その道中は一人を予定しており、それでも特に問題を感じていない。テル自身がかなり強いので、護衛などは必要ない。
同行者がいればそちらに行動を制限される可能性もあるので、身軽な一人旅の方が都合が良かった。
ただ、この若い行商人は放っておくと危険そうだと、テルは感じていた。
弱そうという訳ではなく、危なっかしい。世間ずれしていない“坊ちゃん”というのがテルの見立てだ。
実際、本人も行商に出たのは今回が初めてで、親からは「商売は失敗してもいいから、絶対に生きて帰って来い」と言われているという。
行き先が同じであるなら、しばらく仲間の手を貸してやろう。
自分は調査などの仕事があるので同行しないが、払うものを払うのであればそれぐらいはしてもいい。
そんな気分であった。
テルは若いモヒカンを一人彼らに同行させ、自身は江南、川島へと向かうのだった。
江南でテルが見たのは、広範囲に焼かれた森であった。
当時は夏で、湿度が高い。
木々は水分を多く含んでいるので焼かれたのは表面だけだったが、生えていた草などはほぼ焼き尽くされていたらしい。
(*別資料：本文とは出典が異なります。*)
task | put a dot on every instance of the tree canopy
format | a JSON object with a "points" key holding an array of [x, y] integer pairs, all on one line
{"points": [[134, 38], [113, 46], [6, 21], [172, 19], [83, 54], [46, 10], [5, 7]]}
その後、すぐに新しい草が生えてしまったので当時の面影は残っていないが、油か何かを撒いたのではないかと捜査を担当したモヒカンは言っていた。
川島では、創が泊まった宿を見た。
宿そのものはすでに廃業しており、当時の従業員も全員他所へと去って行った後だ。
宿の従業員は美濃派を自称していたが、実際は尾張派という裏切者だった。
それが露見してしまったので、町に居辛くなってしまったのだ。
すでに話を聞く相手はおらず、テルはそのまま美濃の国へと入っていく。